My 16 year old DD3 just asked this morning if she could do something later that we cannot reasonably be expected to do. We spend a lot of time facilitating her extra curricular activities every week, and this week was particularly busy.

The answer was no and will remain no. We need some downtime too. I have said I will facilitate her later in the week. Perhaps the grandparents have just reached that point too.

Of course my DD wasn't best pleased and is in a strop with me, but she is still a teenager. She will survive.

You are behaving like that. Don't.

TheClaws · 21/10/2018 10:36

Grandparents are people too, OP.

Please try and remember this. They have their own lives. Lives that involve grandchildren, yes, but also travel, housework, hobbies, friends, pets, gardening, shopping, health concerns, etc ...

They don’t exist just for you.

Notacluewhatthisis · 21/10/2018 10:39

They aren't offering because they don't have infinite time or energy. They have made commitments. You or your dh could apply for flexible working. You could change YOUR schedule.

Or you could tell your dd that she must wait. Pp had a point when the posted the below.

you’ve not addressedwhyyour daughter can’t wait to start the classes when you can fit it in your schedule.

I suspect it's because you just don't want her to. But also you feel it gives you a chance to through a tantrum over how the ils and play the victim card.

m0therofdragons · 21/10/2018 11:30

God, my mil can be hard work but I want to call her and tell her I bloody love her! We live a distance from family so dc have a week with gps in the summer and one other holiday period while Dh and I work. I always assume we'll pay for childcare but am forever grateful when gps offer to have my dds. Yes it saves money but I love the relationship they're building with the dc. Family means a lot to me. Your attitude is so far from mine I just cannot get my head round it and your refusal to hear other opinions says a lot more about you.

SilverLining10 · 21/10/2018 12:01

I feel for the poor GP's here who seem to be doing alot for their GC.

And then you get people like the OP feel miffed because the GP dare to say no. This is your child so YOU make the arrangements. They dont owe it to you even if they had the time to do it. How entitled are you.

toherdoor · 21/10/2018 12:42

Three days a week isn't minimal assistance.

TheStopAndChat · 21/10/2018 13:29

Thestop _ dn wouldn't be giving anything up ive explained that in the thread
My mistake. You said dn does clubs on the days she's with the GPs and then specifically said they have 2 cars. I took that to mean you wanted them to change their plans.

Your dd is 4. She doesn't NEED to be doing additional classes so why not just wait until you can get her in at a time that suits you better? Why the entitled attitude? I don't understand piling on additional work for your ILs so you can push your 4yr old into another dance class.

FrancisCrawford · 21/10/2018 13:48

This reply has been deleted

Message withdrawn at poster's request.

MissContrary · 21/10/2018 14:07

They already have a commitment that same evening running dn about and its too much to also run your dd around.
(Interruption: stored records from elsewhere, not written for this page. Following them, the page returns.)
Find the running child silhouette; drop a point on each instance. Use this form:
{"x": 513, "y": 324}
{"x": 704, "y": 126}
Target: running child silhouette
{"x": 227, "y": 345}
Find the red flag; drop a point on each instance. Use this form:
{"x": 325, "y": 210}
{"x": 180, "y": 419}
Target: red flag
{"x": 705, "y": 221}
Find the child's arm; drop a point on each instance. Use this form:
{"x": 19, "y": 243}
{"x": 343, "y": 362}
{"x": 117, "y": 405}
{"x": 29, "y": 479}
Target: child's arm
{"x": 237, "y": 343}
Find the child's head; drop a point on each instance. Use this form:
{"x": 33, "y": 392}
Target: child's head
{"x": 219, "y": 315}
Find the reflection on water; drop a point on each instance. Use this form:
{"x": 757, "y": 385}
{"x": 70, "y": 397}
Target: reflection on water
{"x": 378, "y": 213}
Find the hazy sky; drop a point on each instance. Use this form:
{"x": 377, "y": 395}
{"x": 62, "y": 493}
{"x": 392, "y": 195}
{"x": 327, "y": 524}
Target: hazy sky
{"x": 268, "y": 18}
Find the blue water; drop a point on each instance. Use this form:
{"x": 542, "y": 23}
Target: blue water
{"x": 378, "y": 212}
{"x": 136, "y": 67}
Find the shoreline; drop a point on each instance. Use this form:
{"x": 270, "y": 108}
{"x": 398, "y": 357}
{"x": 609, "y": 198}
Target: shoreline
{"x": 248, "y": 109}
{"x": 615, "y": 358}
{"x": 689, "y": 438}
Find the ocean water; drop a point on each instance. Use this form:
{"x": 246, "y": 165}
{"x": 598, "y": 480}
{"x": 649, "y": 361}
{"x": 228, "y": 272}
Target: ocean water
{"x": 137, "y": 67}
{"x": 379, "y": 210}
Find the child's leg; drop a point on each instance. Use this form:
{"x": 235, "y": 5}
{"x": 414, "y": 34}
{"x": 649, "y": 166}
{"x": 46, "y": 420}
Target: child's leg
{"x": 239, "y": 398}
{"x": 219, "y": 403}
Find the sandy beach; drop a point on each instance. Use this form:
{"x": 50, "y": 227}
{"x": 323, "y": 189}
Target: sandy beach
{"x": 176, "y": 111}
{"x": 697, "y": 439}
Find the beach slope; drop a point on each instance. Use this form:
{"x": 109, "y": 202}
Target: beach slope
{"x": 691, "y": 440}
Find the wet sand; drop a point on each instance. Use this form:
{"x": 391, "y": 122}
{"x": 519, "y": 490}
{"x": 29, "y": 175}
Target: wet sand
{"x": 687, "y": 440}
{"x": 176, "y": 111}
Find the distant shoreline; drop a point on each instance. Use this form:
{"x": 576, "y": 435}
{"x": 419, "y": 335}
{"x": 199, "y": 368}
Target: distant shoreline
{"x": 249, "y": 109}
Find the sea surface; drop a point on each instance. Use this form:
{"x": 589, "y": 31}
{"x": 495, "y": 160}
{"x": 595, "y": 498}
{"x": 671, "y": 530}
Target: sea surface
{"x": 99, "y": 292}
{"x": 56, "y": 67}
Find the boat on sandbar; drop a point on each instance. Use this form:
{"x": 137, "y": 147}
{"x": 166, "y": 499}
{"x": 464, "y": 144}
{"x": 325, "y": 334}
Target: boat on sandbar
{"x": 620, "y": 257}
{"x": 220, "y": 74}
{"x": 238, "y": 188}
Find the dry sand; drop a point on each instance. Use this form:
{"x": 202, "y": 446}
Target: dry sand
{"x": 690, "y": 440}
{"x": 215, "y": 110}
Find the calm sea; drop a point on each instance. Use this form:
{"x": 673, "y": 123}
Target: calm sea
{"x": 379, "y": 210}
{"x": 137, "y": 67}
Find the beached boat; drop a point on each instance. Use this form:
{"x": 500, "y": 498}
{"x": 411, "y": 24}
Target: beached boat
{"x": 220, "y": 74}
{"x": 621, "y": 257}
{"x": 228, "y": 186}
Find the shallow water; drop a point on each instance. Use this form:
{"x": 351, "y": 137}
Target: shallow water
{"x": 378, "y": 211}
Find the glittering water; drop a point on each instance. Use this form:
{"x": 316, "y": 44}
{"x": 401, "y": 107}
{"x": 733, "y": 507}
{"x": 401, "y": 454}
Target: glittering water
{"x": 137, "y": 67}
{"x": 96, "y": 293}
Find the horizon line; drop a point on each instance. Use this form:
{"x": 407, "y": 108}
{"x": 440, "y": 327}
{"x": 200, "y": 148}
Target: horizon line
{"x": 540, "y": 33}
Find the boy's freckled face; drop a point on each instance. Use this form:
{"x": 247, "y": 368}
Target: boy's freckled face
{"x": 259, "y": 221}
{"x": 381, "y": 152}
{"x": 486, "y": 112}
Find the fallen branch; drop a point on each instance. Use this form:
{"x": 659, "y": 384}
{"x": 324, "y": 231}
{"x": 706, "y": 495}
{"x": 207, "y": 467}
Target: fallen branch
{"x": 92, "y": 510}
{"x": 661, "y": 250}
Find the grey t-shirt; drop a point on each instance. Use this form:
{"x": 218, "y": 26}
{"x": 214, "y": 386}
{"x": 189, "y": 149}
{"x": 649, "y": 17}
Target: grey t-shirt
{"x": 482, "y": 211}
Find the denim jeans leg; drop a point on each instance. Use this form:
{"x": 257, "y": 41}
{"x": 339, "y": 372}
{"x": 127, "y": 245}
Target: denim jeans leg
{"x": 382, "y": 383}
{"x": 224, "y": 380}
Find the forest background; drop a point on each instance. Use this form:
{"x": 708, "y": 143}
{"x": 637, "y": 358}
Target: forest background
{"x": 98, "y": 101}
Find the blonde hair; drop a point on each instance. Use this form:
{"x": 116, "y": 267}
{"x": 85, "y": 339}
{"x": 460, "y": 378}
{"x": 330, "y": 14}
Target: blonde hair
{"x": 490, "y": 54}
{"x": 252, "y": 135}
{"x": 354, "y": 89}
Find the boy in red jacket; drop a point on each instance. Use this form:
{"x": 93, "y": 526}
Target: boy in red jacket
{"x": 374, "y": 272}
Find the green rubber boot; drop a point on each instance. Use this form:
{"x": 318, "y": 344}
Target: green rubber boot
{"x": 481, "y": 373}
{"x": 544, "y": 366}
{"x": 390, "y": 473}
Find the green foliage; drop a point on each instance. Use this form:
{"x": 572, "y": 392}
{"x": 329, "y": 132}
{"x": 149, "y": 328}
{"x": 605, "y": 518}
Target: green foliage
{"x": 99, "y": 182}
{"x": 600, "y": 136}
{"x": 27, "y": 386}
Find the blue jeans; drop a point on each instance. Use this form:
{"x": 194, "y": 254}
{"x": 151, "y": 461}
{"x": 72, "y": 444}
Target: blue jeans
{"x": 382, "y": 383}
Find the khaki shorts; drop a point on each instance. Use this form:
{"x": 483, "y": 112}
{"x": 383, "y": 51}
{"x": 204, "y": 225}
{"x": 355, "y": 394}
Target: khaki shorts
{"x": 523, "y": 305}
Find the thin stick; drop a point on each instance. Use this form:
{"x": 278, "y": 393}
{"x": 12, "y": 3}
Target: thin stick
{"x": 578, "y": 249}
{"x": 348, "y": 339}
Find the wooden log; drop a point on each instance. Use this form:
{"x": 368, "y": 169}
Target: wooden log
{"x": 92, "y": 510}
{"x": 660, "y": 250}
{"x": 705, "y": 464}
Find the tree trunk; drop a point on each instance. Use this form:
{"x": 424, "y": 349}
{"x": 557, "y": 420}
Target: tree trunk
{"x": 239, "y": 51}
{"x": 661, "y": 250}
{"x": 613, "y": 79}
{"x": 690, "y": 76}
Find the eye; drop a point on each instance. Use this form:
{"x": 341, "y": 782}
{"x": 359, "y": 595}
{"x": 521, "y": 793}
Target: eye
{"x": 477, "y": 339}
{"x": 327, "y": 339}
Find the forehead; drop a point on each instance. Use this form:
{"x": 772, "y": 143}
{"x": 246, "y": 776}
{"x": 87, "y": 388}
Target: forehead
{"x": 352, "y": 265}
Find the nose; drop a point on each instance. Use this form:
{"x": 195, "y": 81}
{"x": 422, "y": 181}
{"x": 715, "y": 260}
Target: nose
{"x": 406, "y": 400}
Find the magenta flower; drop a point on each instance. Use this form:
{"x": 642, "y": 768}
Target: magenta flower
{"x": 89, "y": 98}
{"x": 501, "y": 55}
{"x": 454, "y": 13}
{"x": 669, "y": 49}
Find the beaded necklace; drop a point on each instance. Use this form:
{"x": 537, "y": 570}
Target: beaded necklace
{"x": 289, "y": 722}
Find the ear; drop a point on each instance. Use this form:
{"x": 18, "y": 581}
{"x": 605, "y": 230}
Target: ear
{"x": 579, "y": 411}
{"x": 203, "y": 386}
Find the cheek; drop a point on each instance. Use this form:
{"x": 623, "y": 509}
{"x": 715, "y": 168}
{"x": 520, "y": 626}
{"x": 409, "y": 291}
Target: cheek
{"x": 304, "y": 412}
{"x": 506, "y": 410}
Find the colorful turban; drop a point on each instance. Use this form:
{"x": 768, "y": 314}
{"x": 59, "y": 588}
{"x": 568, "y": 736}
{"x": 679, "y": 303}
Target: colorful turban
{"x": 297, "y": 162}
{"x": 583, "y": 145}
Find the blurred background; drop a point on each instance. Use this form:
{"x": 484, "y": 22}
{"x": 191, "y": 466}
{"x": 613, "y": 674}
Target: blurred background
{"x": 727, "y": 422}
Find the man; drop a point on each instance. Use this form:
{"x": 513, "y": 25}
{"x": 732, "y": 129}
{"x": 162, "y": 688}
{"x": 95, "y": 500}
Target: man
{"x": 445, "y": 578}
It's not rocket science. It's nothing to do with being unfair it's life. The same happens when parents have to run more than one kid to clubs, sometimes it's too much so one gets told no.

If its so important rearrange your own schedule so YOUR life is more stressful than necessary and take her yourself.

Or do the obvious thing and wait two months....

Nicpem1982 · 21/10/2018 14:53

you’ve not addressedwhyyour daughter can’t wait to start the classes when you can fit it in your schedule.